Il governo Monti è associato indiscutibilmente alla spending review e molti tagli che il premier e il suo staff hanno pensato, in un certo senso, vanno nella direzione contraria a quella della tutela delle fasce più povere della popolazione. Almeno in apparenza, visto che ci saranno ad esempio molti tagli alla sanità pubblica.

Invece ci sono anche dei provvedimenti per sostenere le famiglie svantaggiate, quelle che hanno delle difficoltà oggettive nel farsi bastare gli stipendi fino alla fine del mese.
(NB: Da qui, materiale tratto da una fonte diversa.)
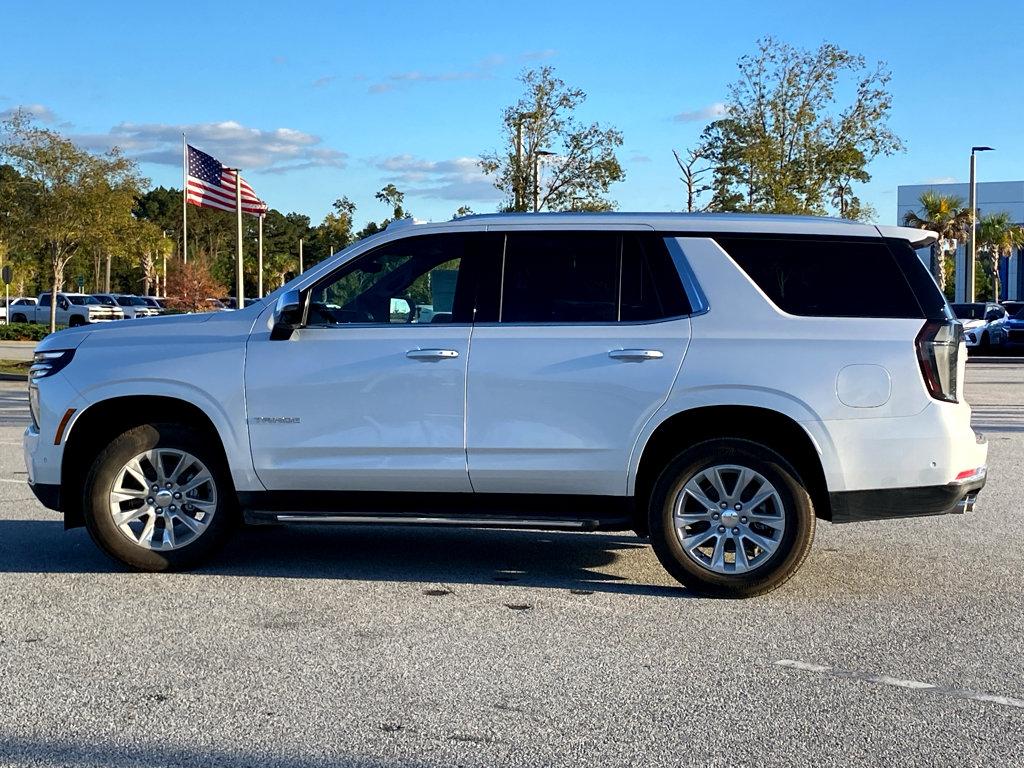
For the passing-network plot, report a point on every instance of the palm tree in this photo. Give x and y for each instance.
(997, 236)
(945, 215)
Nel rispetto di alcuni requisiti reddituali è stata distribuita la social card, anche chiamata “carta acquisti“.

Dopo qualche tentennamento sul tenere in piedi il sistema di assistenza oppure considerarlo a tutti gli effetti una misura temporanea, è stato finalmente deciso il rifinanziamento della carta acquisti per il 2013. La nuova versione della social card, però, deve essere ancora disciplinata a livello normativo e i tempi, in questo senso, sono molto stretti.

La nuova carta acquisti partirà con la sperimentazione in 12 città entro i 90 giorni dall’entrata in vigore del provvedimento.